Фу ты, Господи, и — бульк-бульк — булькнула на самое дно…
IX
…Онегин жил анахоретом,
В седьмом часу вставал он летом
И отправлялся налегке
К бегущей под горой реке.
…Он не рассказал про туман. В седьмом часу туман, сходивший ночью с холмов на припойменные луга, еще стоял над рекой во всей красе: густой белый дым тек вдоль реки, расходясь клубами в разные стороны. Саму реку — кромку, берег — нужно было сперва нащупывать осторожно носком сапога или палкой, не то можно свалиться в воду. Бух! Геллеспонт… Его Геллеспонт был глубок и узок. Александр раздевался донага и нырял в темноту, в небытие — чтоб вынырнуть затем по ту сторону жизни. В воде, как все, он становился бесплотен — одна душа. (“Так будет и после смерти, должно быть!” — думал он, и эта мысль лишала его страха конца.) Была одна душа — и эта душа любила. В те миги бестелесности любила больше всего. После он стоял сколько-то времени на другом берегу, обсыхая и чувствуя возрождающуюся плоть. Чтоб нырнуть опять и вынырнуть — на ту сторону. Как-то он не нашел на берегу своих одежд — просто места, где разделся. Пришлось топать домой нагишом. Пока поднимался на холм и входил во двор, девчонки дворовые, уже давно вставшие ото сна и призванные к земным делам, подталкивали друг друга, притворно отворачиваясь, и откровенно смеялись вслед, а он смиренно прикрывал причинное место ладонями. (На Святой Руси не штука ходить нагишом — да хамы смеются!) В другой раз — чуть не наступил у берега на чью-то голову: голова оказалась знакомой — жена старосты из соседской деревни — и валялась тут с мужиком, уже из его деревни. Торчали две головы. (Как все просто, Боже мой, как примитивно! Может, так и надо?) Баба испугалась, но не слишком, и, запрокинув назад лицо, быстро сказала мужику: “Ой, барин Михайловский! Поздоровайся! (И продолжила.) Ну, давай-давай! Эх ты, ледащий, а я не успела!” — и стоны пропали в траве. Он почему-то вспомнил Алену Михайловскую. Она была чем-то похожа на ту. Та была теперь Анна Керн — приезжая из Риги, жена генерала — и больше никем быть не могла. Перелетное виденье…

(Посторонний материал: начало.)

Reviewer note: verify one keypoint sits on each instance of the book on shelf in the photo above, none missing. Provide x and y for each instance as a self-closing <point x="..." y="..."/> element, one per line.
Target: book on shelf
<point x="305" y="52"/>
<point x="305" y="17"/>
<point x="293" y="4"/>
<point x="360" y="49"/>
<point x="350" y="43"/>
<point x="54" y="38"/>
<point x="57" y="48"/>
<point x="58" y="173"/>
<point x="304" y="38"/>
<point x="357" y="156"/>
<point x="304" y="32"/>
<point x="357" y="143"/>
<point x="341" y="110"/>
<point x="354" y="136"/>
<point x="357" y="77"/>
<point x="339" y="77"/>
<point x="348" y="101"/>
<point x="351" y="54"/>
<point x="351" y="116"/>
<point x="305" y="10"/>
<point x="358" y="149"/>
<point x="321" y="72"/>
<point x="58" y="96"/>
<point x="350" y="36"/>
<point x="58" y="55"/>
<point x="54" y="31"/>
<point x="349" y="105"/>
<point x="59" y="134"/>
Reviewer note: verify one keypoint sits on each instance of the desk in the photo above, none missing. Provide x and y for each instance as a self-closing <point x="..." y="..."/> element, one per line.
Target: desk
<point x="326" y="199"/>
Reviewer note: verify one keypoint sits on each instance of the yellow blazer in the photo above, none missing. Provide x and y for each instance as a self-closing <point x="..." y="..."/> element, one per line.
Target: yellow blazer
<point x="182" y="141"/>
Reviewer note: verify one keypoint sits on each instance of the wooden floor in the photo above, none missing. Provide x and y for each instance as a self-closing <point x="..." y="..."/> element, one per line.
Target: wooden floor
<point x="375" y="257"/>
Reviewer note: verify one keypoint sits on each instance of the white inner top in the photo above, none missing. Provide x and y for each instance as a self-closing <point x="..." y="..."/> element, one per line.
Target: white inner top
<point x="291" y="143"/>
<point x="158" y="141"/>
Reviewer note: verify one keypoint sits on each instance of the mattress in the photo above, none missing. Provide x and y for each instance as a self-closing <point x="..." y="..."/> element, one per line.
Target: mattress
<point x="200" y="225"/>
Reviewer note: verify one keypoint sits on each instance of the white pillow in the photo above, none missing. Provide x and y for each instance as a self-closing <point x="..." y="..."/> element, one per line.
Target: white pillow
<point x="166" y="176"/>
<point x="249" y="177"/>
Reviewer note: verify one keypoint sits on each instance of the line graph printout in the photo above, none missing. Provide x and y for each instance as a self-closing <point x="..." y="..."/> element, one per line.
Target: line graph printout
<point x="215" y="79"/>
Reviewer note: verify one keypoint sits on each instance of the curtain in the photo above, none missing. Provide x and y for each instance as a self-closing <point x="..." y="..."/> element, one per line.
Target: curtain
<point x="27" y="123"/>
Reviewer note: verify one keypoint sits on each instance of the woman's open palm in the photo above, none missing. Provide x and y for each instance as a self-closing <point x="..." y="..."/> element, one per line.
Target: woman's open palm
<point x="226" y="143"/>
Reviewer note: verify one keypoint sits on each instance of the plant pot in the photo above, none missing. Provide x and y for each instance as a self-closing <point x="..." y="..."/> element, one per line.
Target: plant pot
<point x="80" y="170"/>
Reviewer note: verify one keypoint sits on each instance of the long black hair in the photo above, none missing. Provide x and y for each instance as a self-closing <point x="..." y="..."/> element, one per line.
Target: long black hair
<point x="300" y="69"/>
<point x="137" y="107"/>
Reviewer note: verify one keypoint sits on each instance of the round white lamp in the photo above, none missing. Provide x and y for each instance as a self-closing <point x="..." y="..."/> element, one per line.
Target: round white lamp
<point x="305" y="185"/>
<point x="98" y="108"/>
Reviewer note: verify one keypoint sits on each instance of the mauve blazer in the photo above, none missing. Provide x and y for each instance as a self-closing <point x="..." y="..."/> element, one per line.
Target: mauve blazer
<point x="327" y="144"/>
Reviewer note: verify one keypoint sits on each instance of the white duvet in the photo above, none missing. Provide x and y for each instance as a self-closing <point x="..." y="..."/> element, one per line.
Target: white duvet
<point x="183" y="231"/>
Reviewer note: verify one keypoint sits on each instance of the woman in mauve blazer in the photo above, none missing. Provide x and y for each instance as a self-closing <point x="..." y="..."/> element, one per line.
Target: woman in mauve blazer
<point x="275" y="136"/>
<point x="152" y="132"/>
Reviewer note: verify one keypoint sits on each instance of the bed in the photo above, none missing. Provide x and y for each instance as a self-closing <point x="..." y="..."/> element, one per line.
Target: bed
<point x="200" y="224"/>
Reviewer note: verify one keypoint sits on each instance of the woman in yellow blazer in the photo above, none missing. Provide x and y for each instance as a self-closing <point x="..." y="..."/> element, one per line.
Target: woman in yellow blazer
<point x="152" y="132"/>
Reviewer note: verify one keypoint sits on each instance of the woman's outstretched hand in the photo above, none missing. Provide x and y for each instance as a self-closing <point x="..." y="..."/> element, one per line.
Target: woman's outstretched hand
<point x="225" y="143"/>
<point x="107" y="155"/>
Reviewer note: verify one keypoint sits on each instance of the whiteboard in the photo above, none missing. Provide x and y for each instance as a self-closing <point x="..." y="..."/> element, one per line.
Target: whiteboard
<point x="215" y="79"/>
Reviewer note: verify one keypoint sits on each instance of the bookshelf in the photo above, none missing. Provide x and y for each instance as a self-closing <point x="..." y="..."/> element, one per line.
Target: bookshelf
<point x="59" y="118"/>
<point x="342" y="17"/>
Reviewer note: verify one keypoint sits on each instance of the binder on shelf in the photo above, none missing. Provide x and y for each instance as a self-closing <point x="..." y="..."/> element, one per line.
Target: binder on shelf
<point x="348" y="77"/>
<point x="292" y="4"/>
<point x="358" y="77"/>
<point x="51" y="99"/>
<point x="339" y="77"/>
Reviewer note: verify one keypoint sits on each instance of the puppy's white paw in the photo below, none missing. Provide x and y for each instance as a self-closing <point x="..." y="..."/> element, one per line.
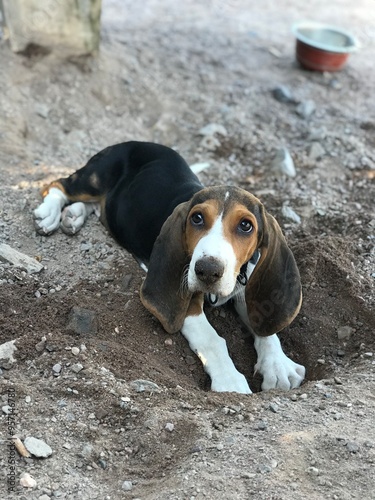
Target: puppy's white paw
<point x="73" y="218"/>
<point x="278" y="371"/>
<point x="47" y="218"/>
<point x="234" y="382"/>
<point x="47" y="215"/>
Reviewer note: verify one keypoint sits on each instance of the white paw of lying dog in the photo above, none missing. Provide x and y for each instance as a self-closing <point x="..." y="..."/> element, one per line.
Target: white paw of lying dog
<point x="47" y="215"/>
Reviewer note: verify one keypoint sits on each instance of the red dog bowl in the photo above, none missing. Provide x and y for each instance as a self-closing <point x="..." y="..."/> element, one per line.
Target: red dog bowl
<point x="322" y="48"/>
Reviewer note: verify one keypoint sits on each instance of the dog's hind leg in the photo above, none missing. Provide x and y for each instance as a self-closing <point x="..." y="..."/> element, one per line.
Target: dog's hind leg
<point x="88" y="185"/>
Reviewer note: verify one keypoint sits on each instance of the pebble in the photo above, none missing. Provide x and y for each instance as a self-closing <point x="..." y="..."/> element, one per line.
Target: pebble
<point x="27" y="481"/>
<point x="144" y="386"/>
<point x="127" y="485"/>
<point x="313" y="471"/>
<point x="282" y="94"/>
<point x="40" y="346"/>
<point x="317" y="134"/>
<point x="7" y="409"/>
<point x="37" y="447"/>
<point x="76" y="368"/>
<point x="56" y="368"/>
<point x="344" y="332"/>
<point x="290" y="214"/>
<point x="316" y="151"/>
<point x="352" y="446"/>
<point x="283" y="164"/>
<point x="305" y="109"/>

Между прочим, в тот же час поутру Керн в Тригорском тоже частенько спускалась к реке. (Версты за две от него или две с половиной — всего-то, всего! Ау! Они вполне могли столкнуться нечаянно в этом чертовом тумане — сам Бог велел, но Бог не склонен подстраивать такие встречи.) Не купаться, нет, она уходила к реке. То была ее лубенская привычка. Она была с Украйны, и лес ей не был родным, другое дело — степь. Мокрые поутру луга над Соротью ее устраивали. Млечный путь спустился с небес и остановился меж землей и небом, будто подтверждая божественное присутствие. (Она была истинно религиозна.) Она бродила по краю тумана (так называла про себя), туман висел клоками и был невыносимо поэтичен. Об этих ее прогулках мало кто знал, даже из домашних. Она бродила и жалела себя. Мучительно. До духоты в душе. Какая я несчастная! И говорила все, что нельзя выговорить, — даже тетке Феодосье Петровне. Возвращалась к себе и спокойно засыпала. А утром вставала поздно, иногда даже не выходила к завтраку, и ее считали соней.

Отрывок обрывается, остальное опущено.